|
The only graphics in this post are histograms so here's a mildly-relevant AI Poseidon. |
When
we last talked I had done a simple
embeddings implementation for
webpage matching and
web graph entry. I
had to slim the 4,000,000-keyword vocabulary down to a reasonable size for use on a desktop, this was accomplished by using a list of keywords perloined from the
Outer Web trigram corpus.
This rough implementation left me considering
ways to squeeze some more words for semantic matching out of the source data without blowing up the heap or cluttering it with rare terms like 'unomig' (United Nations Observer Mission in Georga) and 'imathia' (part of Macedonia). I was also curious about moving from vector size 100 to 300 to get more data fidelity. A few ideas came to mind:
- Truncate values that are not useful. Specifically, values near zero could perhaps be treated as zero.
- Quantize the default 32-bit float to something smaller. Quantization is a common means to reduce the size of large AI models and applies equally here.
- The obvious one, not using a handful of UTF characters to represent a numeric value.
Since the first two items are lossy,
I needed some sort of giggle test to ensure my code worked as desired and didn't overcook the compression. Embedding math (discussed last time) seemed like a reasonable test so I settled on a few variations on the canonical example, "king + woman = queen". Or maybe it's "king - man = queen". Something like that.
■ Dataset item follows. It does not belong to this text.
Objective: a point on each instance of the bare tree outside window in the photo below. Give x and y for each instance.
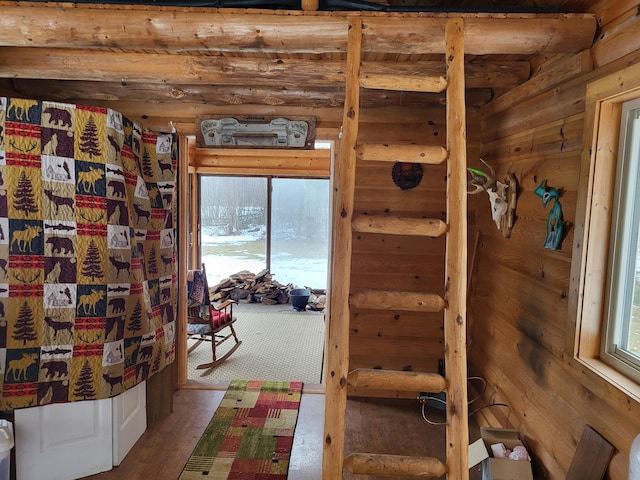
(234, 228)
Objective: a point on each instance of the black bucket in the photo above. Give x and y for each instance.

My baseline code from a couple weeks ago used
an embedding vector size of 100 for each term in the 41k-word Outer Web vocabulary (note, I'll refer to this 41k vocabulary through this post). Here are a few sample results with the top five matches listed from left to right:
king + woman: queen monarch mistress lover throne
king - man: monarch prince lion throne warrior
queen + man: king woman princess mistress monarch
Using the same dictionary I generated a
~100mb embeddings file with the size-300 vectors. The results:
king + woman: queen princess monarch mistress bride
king - man: kings woman monarch queen gentleman
queen + man: king woman princess maid monarch
Not the same! So
for a more nuanced application, moving to the bigger vector size would probably be worthwhile. But this required success in one or more of the compression strategies.
Truncation
An embedding looks like:
0 1 2 99
macaroni [0.044 -3.026 1.209 ... -0.180] # "..." is 96 more numbers
The larger values (positive or negative), 1.209 and -3.026 are strong signal along those dimensions, the values closer to zero (0.044 and -0.180) are weak signal. If toss all of the embedding values for a word in a histogram, you get something gaussianlike:
|
An example histogram of the values in an embedding. |
Most of the values congregate near 0.0/weak signal which, to busy individuals such as myself, are equivalent to noise and therefore an excellent candidate for truncation. So what if instead of the vector above I have:
macaroni [0.000 -3.026 1.209 ... 0.000]
The embedding is still claimin "I'm super [2] and very, very not [1]" without having much detail about feeling so-so about [0] and [99].
|
Zeroizing values < 0.2 and setting a max to 0.5. The need for a max comes up in a minute. |
If the vector is represented this way,
I can choose to not store the 0 values just as long as I remember the position of the non-zero values.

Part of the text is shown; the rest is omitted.